What Is Cultural Heritage

I’ve spent a lot of time in Croatia these last ten years visiting my now 95 year-old mother. Since I always identified strongly with my heritage I thought I would instantly fit in. Of course that didn’t happen. I’ve lived in the United States for the majority of my life and while I have a basic understanding of the Croatian language and customs, I quickly realized my grasp of the culture was based solely on idealized memories from my childhood and a nostalgia for the past. My version of the culture was frozen in place and time. And, while some of the old ways remained, Croatia had moved on to become a more westernized version of itself.

This got me to thinking about cultural heritage. What is it actually?

UNESCO describes cultural heritage as “our legacy from the past, what we live with today, and what we pass on to future generations. Our cultural and natural heritage are both irreplaceable sources of life and inspiration.” The Department of History of Art and Architecture at Harvard builds on UNESCO’s definition through research you can find here. Harvard provides the following definition of cultural heritage.

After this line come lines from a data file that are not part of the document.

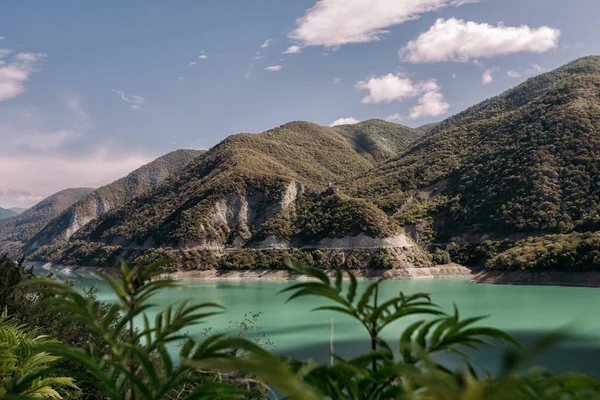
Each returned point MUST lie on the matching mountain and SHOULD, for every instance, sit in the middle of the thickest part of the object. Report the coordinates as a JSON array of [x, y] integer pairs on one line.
[[512, 181], [15, 231], [6, 213], [276, 189], [523, 163], [106, 198]]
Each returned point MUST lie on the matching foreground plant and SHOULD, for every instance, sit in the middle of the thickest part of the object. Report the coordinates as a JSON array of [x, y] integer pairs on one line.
[[141, 366], [218, 367], [22, 364]]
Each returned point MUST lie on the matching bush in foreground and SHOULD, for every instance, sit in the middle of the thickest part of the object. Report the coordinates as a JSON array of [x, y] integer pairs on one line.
[[221, 367]]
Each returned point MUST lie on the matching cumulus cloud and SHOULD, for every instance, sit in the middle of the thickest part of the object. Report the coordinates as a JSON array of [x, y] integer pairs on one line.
[[41, 154], [396, 117], [25, 131], [135, 101], [535, 69], [344, 121], [332, 23], [38, 176], [459, 40], [15, 71], [18, 198], [293, 50], [397, 87], [431, 104], [388, 88], [458, 3], [487, 77]]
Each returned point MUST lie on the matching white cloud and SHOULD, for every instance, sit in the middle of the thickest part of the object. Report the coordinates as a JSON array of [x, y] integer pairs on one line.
[[293, 50], [26, 131], [487, 77], [396, 117], [345, 121], [458, 3], [135, 101], [535, 69], [333, 23], [47, 174], [431, 104], [459, 40], [16, 71], [388, 88]]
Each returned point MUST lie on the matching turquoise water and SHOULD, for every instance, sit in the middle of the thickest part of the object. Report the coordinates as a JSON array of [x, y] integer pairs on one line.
[[527, 312]]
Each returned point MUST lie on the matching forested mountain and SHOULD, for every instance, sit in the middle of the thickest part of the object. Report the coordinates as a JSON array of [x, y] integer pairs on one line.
[[6, 213], [509, 169], [524, 163], [254, 186], [15, 231], [111, 196]]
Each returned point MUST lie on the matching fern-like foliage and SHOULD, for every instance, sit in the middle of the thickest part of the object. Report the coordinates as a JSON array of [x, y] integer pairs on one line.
[[22, 362]]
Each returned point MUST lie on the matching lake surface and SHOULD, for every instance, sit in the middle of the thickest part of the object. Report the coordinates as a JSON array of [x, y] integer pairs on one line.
[[527, 312]]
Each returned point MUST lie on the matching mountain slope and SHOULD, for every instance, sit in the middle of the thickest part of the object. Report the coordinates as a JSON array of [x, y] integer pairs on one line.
[[256, 187], [111, 196], [22, 227], [6, 213], [525, 161]]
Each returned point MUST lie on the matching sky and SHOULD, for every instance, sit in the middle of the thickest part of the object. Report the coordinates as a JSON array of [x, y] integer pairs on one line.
[[91, 90]]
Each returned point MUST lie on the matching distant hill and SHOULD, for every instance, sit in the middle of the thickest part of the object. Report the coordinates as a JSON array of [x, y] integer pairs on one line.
[[256, 187], [474, 187], [7, 213], [15, 231], [109, 197]]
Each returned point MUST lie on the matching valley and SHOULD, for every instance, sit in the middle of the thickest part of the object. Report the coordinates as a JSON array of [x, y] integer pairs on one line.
[[510, 184]]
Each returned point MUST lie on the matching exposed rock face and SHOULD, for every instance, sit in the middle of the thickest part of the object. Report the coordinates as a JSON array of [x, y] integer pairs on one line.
[[363, 241], [109, 197]]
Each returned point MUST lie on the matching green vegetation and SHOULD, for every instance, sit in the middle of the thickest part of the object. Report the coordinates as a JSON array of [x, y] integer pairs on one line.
[[21, 361], [24, 226], [575, 252], [138, 365], [206, 204], [111, 196], [4, 213], [524, 163]]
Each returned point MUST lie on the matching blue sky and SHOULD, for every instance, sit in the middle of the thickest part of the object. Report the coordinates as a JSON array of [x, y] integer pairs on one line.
[[91, 90]]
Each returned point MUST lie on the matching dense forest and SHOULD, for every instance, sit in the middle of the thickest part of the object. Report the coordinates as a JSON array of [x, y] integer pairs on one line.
[[522, 164]]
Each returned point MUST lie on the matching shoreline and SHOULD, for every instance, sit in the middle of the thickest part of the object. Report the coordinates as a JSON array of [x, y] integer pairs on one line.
[[444, 271], [538, 278], [441, 271]]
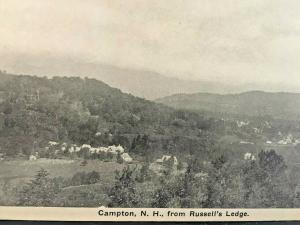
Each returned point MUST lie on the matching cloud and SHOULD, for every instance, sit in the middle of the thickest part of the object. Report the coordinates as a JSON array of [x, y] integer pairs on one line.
[[230, 40]]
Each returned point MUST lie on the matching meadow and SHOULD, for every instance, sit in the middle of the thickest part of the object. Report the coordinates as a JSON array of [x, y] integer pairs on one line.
[[14, 174]]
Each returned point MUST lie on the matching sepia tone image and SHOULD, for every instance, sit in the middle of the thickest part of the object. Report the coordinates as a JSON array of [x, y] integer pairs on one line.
[[150, 103]]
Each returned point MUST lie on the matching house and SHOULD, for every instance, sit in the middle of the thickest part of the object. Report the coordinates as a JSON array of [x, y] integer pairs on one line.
[[126, 158], [167, 158], [32, 158], [249, 156]]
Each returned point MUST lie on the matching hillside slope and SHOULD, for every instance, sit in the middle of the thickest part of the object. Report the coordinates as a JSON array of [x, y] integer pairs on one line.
[[34, 110], [255, 103]]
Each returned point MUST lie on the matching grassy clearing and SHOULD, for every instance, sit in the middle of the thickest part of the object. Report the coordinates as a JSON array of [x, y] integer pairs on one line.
[[14, 174]]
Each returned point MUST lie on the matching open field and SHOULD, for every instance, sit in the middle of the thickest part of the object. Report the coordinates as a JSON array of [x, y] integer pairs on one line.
[[15, 174]]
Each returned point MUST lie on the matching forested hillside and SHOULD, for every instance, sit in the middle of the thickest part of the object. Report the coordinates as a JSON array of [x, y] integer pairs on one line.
[[254, 103], [35, 110]]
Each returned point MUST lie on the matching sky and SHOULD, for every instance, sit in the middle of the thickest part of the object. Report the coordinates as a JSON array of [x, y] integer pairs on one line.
[[222, 40]]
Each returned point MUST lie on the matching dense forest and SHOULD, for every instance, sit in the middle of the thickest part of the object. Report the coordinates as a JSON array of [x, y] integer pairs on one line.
[[34, 110], [211, 160]]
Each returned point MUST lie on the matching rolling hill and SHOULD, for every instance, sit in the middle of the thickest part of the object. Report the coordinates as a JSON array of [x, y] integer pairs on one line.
[[255, 103], [35, 110]]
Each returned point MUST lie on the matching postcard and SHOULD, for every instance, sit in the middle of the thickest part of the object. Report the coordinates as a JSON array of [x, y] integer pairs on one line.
[[148, 110]]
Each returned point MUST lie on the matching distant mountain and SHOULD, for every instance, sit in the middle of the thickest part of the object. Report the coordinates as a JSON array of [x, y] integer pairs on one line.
[[35, 110], [255, 103], [141, 83]]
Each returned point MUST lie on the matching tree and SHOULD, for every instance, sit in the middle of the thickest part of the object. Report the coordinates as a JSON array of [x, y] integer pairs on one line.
[[123, 194], [40, 191]]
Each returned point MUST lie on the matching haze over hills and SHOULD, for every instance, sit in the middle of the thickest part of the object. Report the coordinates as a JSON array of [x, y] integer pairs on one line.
[[141, 83], [281, 105]]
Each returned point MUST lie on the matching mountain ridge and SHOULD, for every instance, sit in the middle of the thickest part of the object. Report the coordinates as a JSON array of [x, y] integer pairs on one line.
[[282, 105]]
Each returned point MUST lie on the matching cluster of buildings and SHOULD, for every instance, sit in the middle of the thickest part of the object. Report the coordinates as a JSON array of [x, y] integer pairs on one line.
[[112, 151]]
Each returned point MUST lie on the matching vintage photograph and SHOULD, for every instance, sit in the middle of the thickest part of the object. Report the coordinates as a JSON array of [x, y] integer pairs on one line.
[[150, 103]]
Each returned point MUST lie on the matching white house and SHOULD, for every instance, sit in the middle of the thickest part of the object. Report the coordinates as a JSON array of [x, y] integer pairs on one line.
[[126, 158]]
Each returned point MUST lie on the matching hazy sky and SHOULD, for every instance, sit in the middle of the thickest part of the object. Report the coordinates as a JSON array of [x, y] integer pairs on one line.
[[248, 40]]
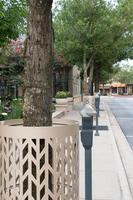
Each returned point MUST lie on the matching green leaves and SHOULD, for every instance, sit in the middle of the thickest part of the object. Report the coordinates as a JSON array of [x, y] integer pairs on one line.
[[96, 28], [12, 19]]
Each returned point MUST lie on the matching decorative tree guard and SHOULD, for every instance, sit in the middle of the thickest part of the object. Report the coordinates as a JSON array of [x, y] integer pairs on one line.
[[39, 163]]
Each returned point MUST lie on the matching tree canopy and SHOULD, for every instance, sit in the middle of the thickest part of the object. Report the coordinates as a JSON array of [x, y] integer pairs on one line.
[[12, 19], [95, 29]]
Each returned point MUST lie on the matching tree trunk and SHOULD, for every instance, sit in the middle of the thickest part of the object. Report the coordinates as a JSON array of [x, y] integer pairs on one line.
[[38, 72]]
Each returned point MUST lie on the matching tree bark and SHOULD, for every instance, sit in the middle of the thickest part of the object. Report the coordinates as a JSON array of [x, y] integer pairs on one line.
[[38, 71]]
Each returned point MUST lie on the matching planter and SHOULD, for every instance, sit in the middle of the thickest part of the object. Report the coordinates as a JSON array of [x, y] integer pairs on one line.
[[70, 99], [61, 101], [38, 163]]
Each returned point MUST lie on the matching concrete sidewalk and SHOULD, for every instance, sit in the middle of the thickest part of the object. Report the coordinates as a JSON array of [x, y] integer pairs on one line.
[[109, 179]]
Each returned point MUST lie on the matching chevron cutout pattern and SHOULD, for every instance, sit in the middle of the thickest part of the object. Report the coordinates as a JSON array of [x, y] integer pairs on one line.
[[39, 169]]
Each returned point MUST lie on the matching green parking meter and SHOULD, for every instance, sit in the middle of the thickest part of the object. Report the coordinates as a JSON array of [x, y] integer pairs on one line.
[[97, 105], [87, 114]]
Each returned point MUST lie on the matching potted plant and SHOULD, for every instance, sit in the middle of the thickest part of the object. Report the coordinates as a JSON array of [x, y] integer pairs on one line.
[[61, 97], [69, 97]]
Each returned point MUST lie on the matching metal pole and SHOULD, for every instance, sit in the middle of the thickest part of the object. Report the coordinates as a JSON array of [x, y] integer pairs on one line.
[[87, 139], [88, 174], [97, 104]]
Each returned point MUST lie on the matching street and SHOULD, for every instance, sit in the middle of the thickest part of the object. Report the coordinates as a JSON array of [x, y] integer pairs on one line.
[[122, 108]]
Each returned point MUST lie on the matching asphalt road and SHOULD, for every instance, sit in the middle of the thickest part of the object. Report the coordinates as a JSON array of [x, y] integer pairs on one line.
[[122, 108]]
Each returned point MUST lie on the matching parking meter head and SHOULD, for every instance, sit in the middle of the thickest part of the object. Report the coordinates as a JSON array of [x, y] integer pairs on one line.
[[87, 111]]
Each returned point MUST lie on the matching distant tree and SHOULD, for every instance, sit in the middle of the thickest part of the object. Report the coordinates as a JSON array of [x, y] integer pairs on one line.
[[93, 34], [124, 76]]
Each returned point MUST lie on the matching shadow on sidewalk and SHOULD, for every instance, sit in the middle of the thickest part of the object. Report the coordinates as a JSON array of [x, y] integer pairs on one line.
[[100, 128]]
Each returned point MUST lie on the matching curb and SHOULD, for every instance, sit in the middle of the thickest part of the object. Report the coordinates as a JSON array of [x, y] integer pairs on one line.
[[124, 156]]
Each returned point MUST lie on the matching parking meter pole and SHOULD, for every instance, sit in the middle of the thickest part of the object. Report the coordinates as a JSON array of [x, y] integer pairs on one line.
[[97, 104], [87, 139], [88, 174]]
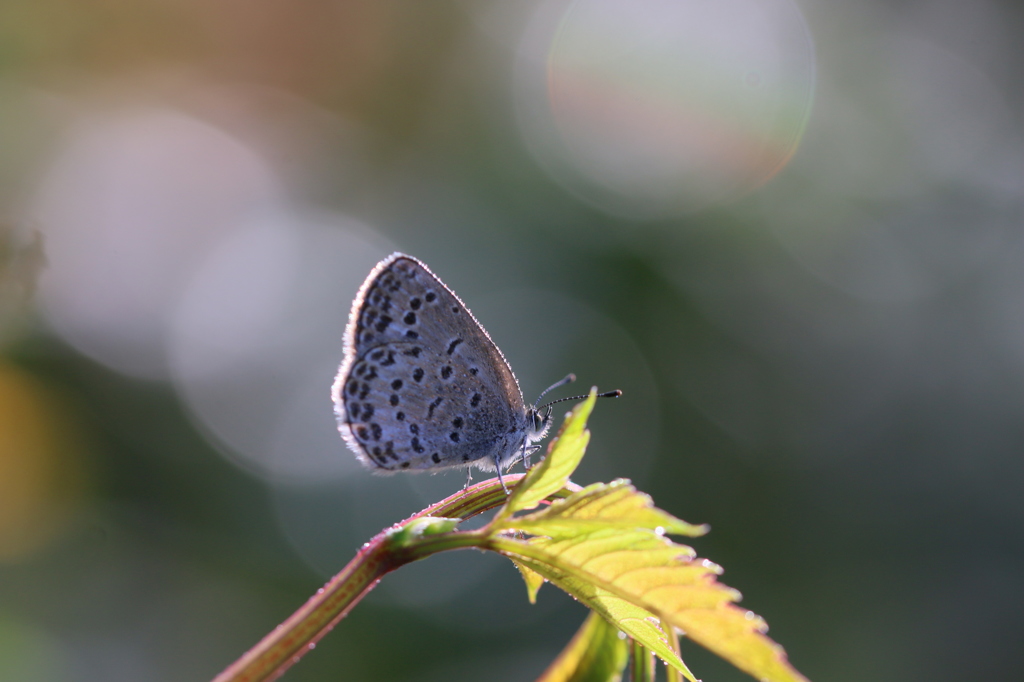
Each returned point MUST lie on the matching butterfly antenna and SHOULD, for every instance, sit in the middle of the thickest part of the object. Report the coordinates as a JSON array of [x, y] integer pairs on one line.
[[614, 393], [569, 378]]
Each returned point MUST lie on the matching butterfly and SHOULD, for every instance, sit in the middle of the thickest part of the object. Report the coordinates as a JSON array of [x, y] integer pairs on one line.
[[422, 387]]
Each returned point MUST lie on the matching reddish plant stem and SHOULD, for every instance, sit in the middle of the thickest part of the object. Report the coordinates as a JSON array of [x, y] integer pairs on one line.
[[292, 639]]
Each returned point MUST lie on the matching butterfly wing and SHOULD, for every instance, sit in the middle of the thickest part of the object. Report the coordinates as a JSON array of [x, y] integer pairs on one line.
[[422, 385]]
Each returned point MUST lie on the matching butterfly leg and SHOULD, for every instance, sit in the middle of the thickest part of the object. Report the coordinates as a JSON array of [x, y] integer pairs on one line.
[[529, 452], [502, 480]]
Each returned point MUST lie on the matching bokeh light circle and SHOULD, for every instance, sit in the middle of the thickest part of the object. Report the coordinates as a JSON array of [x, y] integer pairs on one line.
[[654, 108], [257, 337]]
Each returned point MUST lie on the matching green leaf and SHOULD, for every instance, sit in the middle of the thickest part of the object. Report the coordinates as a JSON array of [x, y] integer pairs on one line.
[[532, 580], [563, 457], [420, 527], [596, 653], [601, 506], [642, 663], [613, 567], [638, 623]]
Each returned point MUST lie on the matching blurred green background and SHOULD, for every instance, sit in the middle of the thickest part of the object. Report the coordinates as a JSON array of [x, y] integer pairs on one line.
[[790, 231]]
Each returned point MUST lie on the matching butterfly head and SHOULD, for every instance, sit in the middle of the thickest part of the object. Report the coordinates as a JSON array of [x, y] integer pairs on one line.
[[538, 423]]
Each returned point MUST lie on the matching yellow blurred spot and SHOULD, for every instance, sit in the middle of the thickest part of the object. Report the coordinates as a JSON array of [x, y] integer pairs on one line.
[[40, 472]]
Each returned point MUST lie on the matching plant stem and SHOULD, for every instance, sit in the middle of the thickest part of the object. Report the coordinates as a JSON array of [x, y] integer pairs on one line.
[[293, 638]]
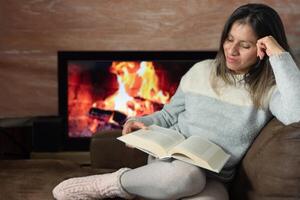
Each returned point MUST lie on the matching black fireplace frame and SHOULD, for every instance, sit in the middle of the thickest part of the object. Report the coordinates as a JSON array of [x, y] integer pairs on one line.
[[82, 144]]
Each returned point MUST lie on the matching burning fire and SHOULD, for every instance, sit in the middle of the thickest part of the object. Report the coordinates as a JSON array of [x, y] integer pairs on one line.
[[138, 94], [138, 89]]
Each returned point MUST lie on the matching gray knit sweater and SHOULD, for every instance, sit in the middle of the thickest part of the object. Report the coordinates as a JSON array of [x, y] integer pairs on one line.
[[228, 117]]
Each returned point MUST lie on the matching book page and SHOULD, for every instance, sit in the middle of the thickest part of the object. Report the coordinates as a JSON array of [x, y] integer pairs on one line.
[[202, 152], [154, 140]]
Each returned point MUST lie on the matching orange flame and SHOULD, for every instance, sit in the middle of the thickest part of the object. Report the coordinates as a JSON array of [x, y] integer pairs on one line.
[[138, 89]]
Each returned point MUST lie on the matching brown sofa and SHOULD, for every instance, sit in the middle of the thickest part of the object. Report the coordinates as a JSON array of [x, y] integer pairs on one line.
[[270, 169]]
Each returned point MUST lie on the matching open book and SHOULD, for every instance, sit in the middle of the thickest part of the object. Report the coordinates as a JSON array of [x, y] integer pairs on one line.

Heritage can come in many forms—definitionally, it is a generational inheritance, one which may be either tangible or intangible. Intangible forms of heritage include oral traditions, community bonds, and language. Tangible forms of heritage are what we will explore on this page—material traces left behind which transmit important cultural and historical knowledge from one generation to the next.

In this way, tangible cultural heritage can be understood as monuments, town sites, archeological sites, and works of art which carry and transmit the cultural features of a society—the spiritual, material, intellectual, and emotional features of that society or group.